The use of Illumina sequencing for assay microbiomes has been limited by read length and by financial considerations. In addition, homopolymeric sequences are very difficult to process using the standard Illumina image analysis software. Improvements to read length introduced by Illumina and careful selection of priming sites have addressed the former issue. The expense of the reads has been solved by using very highly multiplexed lanes. While each lane of Illumina sequence costs $3,300 for the read lengths needed for this project, multiplexing the samples (up to 96x) dramatically lowers the cost per sample. Barcoding the sample also allowed the Alm lab to bypass the lack of complexity in ribosomal reads as the highly diverse sequences meet the criteria needed for spot finding. Data from this project has been used in an NIH grant application and in a patent application.
One of the key limitations of RNA-sequencing is the relatively large amounts of RNA required for each sample. While recent protocols have reduced the amount of total RNA input down below 1g, the initial protocols required 5-10g of material. This is several orders of magnitude higher then we routinely use for microarray analysis.
While most microarray labeling protocols are inappropriate for Illumina sequencing in that they use cRNA as their labeled materials, the NuGen kits used by the BioMicro Center since 2009 are unique in that they use amplified cDNA which has several benefits to microarray analysis. We were particularly interested in the ability of NuGen to handle amounts of RNA in the sub-nanomolar range which could allow next-generation sequencing of RNA from single cells. In order to test the viability of this approach, we established a collaboration with NuGen and with Dr. Chris Burge of the Biology and Biological Engineering departments.
To establish the robustness of the NuGen system for RNA-seq, two mRNA samples were isolated from control and UPF-1 knockdown cells and were prepared either with the NuGen kit (by NuGen technicians) or with standard RNA-seq methods from Illumina (prepared in the Burge lab). The NuGen samples were prepared across a variety of concentrations, and seven paired-end libraries were run. Differential error rates, coverage, sensitivity and differential expression were all calculated by the Burge Lab.

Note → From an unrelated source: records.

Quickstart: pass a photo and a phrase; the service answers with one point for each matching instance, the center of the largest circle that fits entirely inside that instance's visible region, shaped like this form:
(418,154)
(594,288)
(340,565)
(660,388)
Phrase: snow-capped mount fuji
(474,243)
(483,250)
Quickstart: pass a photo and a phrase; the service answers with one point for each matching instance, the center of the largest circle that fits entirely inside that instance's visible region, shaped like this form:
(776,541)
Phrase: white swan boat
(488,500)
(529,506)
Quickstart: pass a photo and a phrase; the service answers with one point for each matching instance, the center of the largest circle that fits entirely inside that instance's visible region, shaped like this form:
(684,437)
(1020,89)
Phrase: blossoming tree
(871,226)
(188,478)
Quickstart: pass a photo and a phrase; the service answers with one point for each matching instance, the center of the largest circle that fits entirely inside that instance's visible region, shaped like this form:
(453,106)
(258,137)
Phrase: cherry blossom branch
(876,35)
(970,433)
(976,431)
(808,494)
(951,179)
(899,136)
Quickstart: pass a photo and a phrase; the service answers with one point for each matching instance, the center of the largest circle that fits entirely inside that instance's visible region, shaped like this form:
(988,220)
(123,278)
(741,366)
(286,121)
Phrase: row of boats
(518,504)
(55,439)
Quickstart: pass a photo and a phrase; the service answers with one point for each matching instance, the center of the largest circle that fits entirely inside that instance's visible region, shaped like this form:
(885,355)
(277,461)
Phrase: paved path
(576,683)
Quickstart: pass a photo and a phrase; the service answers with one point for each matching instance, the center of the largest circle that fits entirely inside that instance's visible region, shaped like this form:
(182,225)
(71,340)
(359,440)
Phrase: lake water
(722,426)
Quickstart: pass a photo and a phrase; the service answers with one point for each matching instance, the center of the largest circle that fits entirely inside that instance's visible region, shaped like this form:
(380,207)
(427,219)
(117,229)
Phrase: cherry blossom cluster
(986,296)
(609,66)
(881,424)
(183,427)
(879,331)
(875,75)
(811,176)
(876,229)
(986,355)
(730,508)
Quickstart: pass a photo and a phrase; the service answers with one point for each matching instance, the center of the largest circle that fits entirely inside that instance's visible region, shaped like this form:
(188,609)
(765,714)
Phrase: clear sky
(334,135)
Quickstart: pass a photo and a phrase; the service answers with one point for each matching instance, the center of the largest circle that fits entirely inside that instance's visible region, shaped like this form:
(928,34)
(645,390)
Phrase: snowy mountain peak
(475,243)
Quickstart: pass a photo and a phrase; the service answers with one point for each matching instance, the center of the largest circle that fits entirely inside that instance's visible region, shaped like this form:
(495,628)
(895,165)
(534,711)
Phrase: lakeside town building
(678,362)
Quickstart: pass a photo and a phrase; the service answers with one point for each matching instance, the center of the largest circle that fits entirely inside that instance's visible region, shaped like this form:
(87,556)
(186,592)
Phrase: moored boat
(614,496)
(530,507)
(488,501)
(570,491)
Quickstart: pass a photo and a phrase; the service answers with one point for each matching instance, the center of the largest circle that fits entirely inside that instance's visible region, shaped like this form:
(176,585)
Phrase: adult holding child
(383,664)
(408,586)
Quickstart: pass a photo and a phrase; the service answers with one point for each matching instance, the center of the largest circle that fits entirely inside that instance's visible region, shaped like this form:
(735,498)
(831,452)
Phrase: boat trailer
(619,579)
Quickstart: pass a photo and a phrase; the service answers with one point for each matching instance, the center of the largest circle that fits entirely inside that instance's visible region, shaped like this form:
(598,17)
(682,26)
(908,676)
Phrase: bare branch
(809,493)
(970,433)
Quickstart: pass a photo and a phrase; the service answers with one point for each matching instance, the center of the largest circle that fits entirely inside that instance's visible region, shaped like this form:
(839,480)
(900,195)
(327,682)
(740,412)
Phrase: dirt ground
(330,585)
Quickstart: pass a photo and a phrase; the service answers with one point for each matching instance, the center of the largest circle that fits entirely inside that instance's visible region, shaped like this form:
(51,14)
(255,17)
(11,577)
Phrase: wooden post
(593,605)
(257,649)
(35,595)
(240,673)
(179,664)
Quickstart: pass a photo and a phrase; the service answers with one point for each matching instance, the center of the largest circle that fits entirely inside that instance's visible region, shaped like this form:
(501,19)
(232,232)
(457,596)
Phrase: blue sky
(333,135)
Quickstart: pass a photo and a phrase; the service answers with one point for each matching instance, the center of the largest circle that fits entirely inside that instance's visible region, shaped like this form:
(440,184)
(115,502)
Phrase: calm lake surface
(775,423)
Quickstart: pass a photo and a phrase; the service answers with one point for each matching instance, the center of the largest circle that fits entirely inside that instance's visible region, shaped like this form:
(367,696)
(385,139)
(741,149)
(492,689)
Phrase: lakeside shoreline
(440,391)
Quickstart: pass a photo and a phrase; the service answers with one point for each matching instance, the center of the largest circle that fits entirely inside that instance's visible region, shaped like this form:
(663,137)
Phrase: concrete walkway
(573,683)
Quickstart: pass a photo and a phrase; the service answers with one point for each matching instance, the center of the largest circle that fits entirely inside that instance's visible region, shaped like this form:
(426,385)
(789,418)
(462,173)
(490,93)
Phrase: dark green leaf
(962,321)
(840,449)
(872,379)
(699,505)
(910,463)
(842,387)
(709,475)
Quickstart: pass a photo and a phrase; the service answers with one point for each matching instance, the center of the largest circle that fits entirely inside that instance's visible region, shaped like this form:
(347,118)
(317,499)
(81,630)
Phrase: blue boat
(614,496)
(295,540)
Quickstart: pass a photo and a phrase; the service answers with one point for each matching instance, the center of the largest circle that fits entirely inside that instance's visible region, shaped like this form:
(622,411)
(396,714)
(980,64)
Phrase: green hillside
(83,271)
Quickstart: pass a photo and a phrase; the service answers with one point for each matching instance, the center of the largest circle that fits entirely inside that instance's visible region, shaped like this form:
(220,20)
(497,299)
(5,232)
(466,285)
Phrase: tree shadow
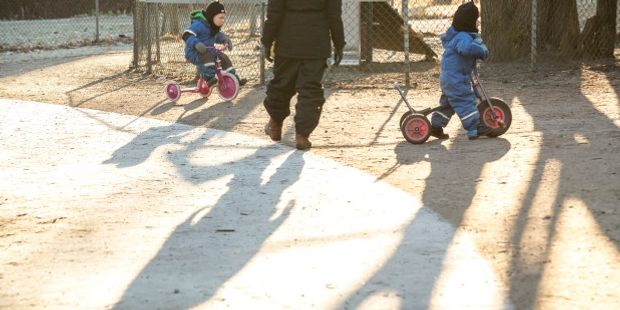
(450,187)
(576,166)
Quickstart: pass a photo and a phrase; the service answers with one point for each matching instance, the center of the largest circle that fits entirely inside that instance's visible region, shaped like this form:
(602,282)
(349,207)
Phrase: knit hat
(213,9)
(466,17)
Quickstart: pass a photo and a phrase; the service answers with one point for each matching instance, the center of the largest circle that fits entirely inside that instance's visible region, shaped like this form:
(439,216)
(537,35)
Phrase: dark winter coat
(302,28)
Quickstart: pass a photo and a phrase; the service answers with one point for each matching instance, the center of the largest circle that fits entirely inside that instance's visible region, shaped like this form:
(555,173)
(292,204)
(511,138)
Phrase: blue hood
(448,36)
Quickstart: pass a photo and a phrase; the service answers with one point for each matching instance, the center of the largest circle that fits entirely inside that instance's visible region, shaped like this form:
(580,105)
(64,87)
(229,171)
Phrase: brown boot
(274,130)
(302,142)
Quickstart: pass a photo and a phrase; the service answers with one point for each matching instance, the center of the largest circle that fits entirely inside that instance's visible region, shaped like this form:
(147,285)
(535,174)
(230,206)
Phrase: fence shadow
(399,273)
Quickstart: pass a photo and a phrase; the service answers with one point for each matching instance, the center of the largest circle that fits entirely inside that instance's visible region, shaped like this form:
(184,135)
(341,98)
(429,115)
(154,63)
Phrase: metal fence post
(262,48)
(96,20)
(405,16)
(533,43)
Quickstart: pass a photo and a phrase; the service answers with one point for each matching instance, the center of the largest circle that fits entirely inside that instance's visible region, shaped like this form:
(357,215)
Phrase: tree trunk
(598,37)
(506,28)
(558,27)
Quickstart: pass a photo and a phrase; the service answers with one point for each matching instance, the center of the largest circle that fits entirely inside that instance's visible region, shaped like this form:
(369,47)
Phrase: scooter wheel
(504,116)
(228,87)
(173,91)
(402,118)
(416,128)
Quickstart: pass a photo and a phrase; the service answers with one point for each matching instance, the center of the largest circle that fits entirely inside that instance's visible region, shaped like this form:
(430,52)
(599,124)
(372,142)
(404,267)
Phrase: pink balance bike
(494,113)
(227,84)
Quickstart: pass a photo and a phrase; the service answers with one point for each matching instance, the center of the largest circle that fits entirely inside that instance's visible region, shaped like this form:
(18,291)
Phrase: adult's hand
(228,42)
(201,47)
(337,56)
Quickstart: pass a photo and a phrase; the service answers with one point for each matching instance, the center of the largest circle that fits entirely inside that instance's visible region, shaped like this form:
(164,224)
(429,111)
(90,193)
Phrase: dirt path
(542,201)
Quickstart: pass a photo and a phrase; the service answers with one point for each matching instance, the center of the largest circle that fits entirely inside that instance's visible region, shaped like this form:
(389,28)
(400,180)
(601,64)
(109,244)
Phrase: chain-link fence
(159,48)
(376,32)
(46,24)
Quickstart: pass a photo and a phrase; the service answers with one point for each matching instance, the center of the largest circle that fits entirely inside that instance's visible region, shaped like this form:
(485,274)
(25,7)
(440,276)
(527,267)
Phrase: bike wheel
(503,113)
(416,128)
(402,118)
(228,87)
(173,91)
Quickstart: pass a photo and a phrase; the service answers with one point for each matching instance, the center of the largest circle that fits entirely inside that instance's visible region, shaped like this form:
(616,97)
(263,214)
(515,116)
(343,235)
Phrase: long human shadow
(581,142)
(205,251)
(220,115)
(449,191)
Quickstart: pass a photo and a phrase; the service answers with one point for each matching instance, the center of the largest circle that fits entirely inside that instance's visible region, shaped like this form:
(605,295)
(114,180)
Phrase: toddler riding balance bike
(227,83)
(494,113)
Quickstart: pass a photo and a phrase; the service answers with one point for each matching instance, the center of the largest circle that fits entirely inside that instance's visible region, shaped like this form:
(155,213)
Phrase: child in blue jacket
(462,47)
(204,32)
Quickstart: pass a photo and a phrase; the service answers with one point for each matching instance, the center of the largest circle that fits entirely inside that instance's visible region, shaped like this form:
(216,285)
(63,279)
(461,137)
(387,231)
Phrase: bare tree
(506,28)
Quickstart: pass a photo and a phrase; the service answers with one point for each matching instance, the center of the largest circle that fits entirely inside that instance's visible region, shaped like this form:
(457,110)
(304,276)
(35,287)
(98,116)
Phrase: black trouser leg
(310,96)
(281,88)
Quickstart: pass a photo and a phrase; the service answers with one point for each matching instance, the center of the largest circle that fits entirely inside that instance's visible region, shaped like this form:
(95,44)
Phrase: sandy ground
(540,202)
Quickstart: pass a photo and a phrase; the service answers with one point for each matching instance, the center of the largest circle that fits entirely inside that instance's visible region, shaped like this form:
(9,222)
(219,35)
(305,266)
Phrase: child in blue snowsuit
(462,47)
(202,34)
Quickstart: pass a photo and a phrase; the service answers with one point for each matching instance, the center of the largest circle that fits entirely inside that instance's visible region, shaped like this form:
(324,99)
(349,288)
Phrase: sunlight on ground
(541,216)
(605,100)
(587,259)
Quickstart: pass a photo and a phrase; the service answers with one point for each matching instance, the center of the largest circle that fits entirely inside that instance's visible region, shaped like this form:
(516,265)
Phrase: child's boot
(437,132)
(212,81)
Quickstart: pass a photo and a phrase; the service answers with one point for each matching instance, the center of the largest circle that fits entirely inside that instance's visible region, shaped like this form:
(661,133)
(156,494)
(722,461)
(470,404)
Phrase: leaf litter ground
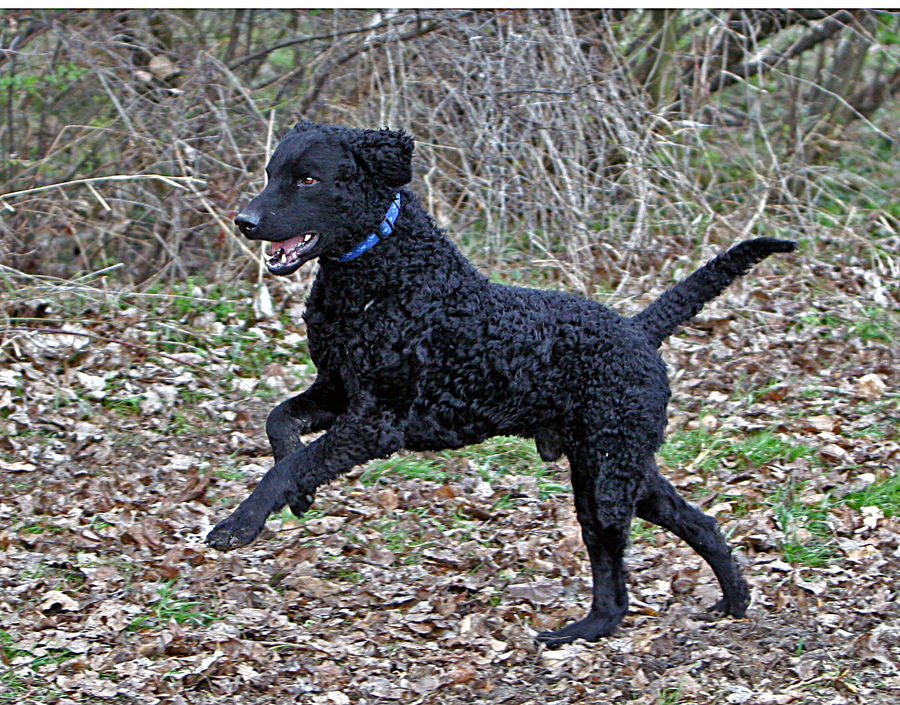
(423,579)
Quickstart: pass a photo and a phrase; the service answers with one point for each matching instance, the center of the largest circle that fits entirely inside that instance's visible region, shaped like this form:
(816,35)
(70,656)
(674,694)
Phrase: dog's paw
(591,628)
(725,607)
(232,533)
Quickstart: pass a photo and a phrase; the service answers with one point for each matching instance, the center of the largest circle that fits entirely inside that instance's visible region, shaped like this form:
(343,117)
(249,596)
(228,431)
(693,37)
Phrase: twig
(170,180)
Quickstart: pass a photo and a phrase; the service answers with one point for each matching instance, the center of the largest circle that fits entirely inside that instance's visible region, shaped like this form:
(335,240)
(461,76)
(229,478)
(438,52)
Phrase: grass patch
(408,467)
(168,606)
(707,451)
(807,532)
(17,681)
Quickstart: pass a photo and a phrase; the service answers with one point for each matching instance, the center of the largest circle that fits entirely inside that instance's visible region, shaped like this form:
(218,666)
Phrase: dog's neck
(384,230)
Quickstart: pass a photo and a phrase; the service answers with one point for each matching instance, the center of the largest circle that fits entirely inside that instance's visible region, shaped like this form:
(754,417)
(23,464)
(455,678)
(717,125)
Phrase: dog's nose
(247,221)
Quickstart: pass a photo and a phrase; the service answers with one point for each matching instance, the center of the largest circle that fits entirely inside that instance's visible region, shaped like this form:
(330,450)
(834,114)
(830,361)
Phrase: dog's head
(328,188)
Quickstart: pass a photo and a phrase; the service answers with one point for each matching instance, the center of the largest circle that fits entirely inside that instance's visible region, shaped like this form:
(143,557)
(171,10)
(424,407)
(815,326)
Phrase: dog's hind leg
(605,490)
(661,504)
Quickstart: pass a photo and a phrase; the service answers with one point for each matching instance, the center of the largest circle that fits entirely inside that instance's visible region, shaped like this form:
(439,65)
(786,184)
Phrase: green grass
(794,518)
(16,681)
(167,606)
(408,467)
(706,451)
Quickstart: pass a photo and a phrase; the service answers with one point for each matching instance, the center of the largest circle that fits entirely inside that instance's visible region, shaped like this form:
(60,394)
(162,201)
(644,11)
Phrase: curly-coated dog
(415,349)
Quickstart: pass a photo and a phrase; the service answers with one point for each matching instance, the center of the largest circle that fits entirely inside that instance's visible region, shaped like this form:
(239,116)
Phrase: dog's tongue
(286,245)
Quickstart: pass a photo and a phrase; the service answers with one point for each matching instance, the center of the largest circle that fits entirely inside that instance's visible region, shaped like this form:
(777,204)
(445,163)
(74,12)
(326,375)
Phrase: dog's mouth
(286,257)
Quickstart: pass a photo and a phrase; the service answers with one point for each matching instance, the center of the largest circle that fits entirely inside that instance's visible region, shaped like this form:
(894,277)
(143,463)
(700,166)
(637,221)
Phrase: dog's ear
(305,125)
(385,154)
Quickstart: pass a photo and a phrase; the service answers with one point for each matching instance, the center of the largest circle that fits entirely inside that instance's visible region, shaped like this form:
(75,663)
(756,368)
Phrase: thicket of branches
(573,140)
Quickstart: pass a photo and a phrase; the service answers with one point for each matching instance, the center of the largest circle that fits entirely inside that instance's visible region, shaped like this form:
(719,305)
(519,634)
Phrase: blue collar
(385,229)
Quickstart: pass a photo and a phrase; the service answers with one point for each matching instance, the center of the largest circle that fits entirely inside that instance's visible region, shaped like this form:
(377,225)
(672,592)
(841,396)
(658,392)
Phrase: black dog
(415,349)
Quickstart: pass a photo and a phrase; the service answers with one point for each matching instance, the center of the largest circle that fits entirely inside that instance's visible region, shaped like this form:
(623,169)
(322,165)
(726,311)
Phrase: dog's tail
(684,300)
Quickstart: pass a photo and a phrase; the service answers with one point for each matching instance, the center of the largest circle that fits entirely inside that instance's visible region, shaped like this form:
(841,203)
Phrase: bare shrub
(575,142)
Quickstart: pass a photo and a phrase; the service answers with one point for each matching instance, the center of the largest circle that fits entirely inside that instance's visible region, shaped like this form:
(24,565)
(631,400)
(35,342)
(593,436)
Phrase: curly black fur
(416,349)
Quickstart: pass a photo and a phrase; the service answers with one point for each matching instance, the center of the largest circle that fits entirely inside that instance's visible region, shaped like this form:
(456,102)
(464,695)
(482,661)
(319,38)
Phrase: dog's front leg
(355,437)
(314,410)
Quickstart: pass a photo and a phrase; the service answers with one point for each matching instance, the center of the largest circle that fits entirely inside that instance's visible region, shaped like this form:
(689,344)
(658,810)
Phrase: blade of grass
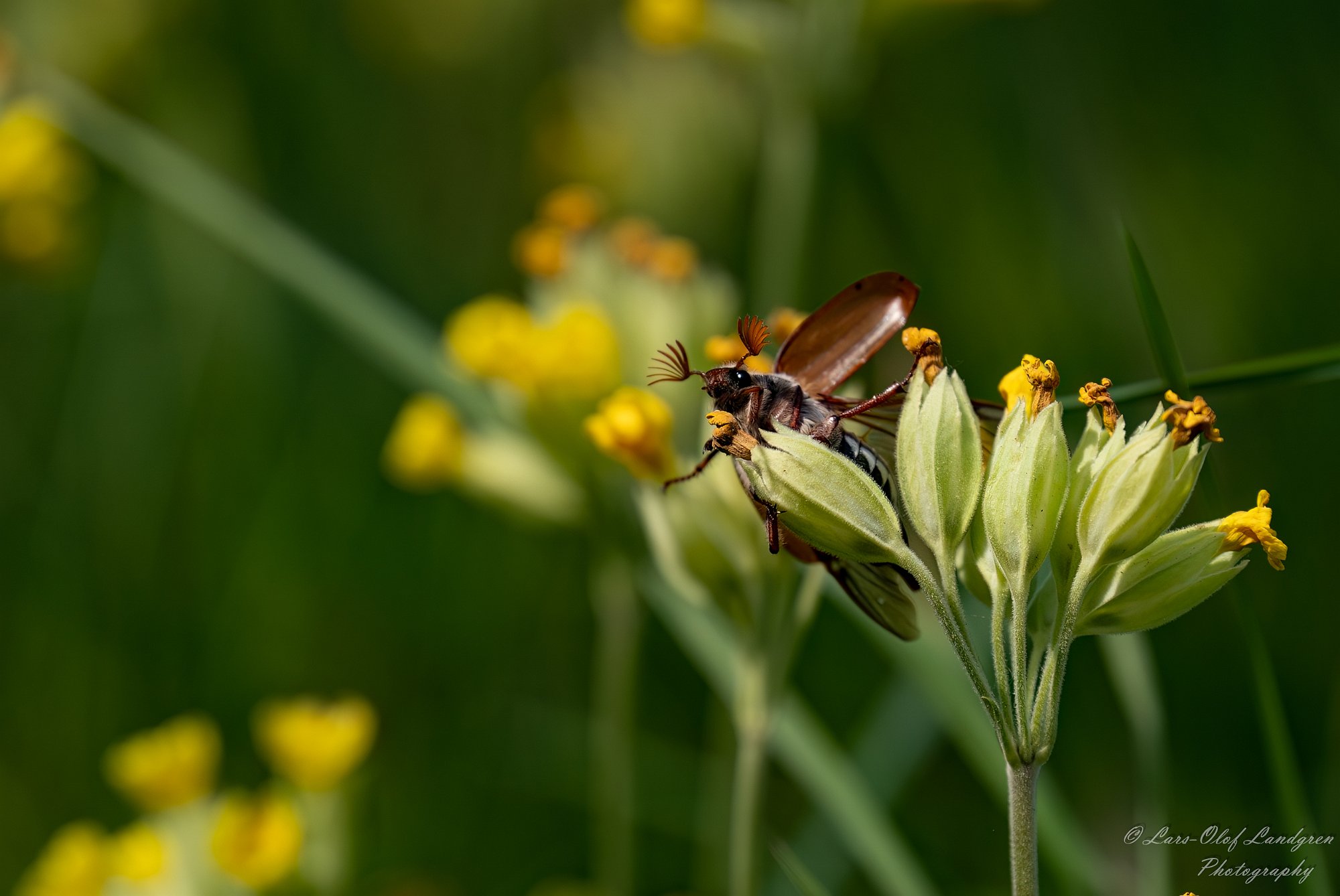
(1166,357)
(1300,368)
(1284,765)
(1130,668)
(369,317)
(797,873)
(898,736)
(801,744)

Our results demonstrated that the NuGen kit, unfortunately, has a number of issues that are concerning in the RNA-seq environment. Analysis of coverage showed very uneven coverage of exons, likely due to the semi-random-nonamers that NuGen uses in preparing the cDNA. In addition, the level of noise introduced in differential expression was quite large, at least for an experiment with subtle changes in expression. Our results have discouraged us from focusing on NuGen protocols for looking at RNA-seq data. It has even raised questions to us about the quality of the NuGen kit for exon array analysis, though other whole transcriptome amplifications are probably no better.